New cannabis brands seemingly launch every day, but how many of those products stay on shelves depends on more than just seasonality.
A report by sale tracking firm Headset found that cannabis brands coming into the fold see “significantly” shorter lifecycles these days.
Headset analyzed distinct brand launches in the first month of every year since 2020 and whether those brands recorded a sale after the following December. The analysis did not include house brands or vertically integrated products.
Overall, around 17% of new U.S. cannabis products that launched in January 2022 managed to survive through the end of the year, reflecting a greater slowdown in overall consumer spending especially in mature markets.
But trends aren’t monolithic across the cohort of markets. U.S. legacy markets show divergent trends when looking at brand survival rates in emerging U.S. markets and even Canadian markets.
“This context is important to understand when analyzing new product launches, which are very much a function of their own environment,” the report said.
Headset data showed that U.S. legacy markets have experienced a sales bell curve with declining growth in the last 18 months, as artificial demand cools off now and states deal with crowded supply sides. Annual new product count has decreased in those mature markets over the last two years, too.
The firm said that the downward trend will likely persist through 2023 as the market tries to figure out how many products it can accommodate.
At the same time, Canadian and U.S. emerging markets have experienced rising sales, “which closely relates to the growth rate in new products released over the last few years.”
The trend even holds in markets that are seeing price compression across retail offerings.
For example, cannabis data firm BDSA found that Missouri saw the number of active brands skyrocket nearly two-thirds in the first nine months of 2022, and revenue growth has continued despite average retail prices plummeting 40% since September 2021.
However, one category in mature markets stands isn’t doing so shabby. Only pre-rolls saw an increase in the launch of new products across mature markets.
“This is consistent with the category’s growing popularity among consumers, which brands have seen as an opportunity for investment and product innovation,” Headset wrote.
Market conditions, rather than seasonality, has dictated the timing of new cannabis brand launches.
In 2020, when U.S. legacy markets saw consumption spike due to the pandemic, sales hit their highest point in August that year, the same month that new product debuts also peaked. Nearly 57% of all new products hit the market between May and October.

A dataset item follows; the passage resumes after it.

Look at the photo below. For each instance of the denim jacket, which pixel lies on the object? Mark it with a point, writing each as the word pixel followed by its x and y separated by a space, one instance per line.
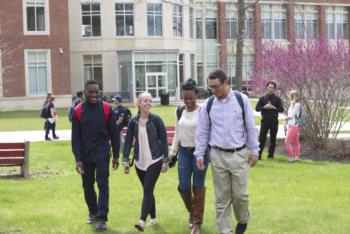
pixel 157 138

“This differs from U.S. emerging markets and Canadian markets which have maintained steadier growth in sales and new product launches,” the firm said, where new products have been released mostly in the later halves of 2020 and 2021.
In emerging markets, new products launched at the start of 2020 benefited from first-to-market advantage with three of every four of those new products surviving through the year, the firm found.
Nearly 29% of those products are still on the market now. The number of new products showing up in stores rose “significantly” in 2021.
“As a result, the share of new products surviving 12 months dropped to 41.1% and then 17.2% in 2022, matching what we see for survivability in legacy markets.”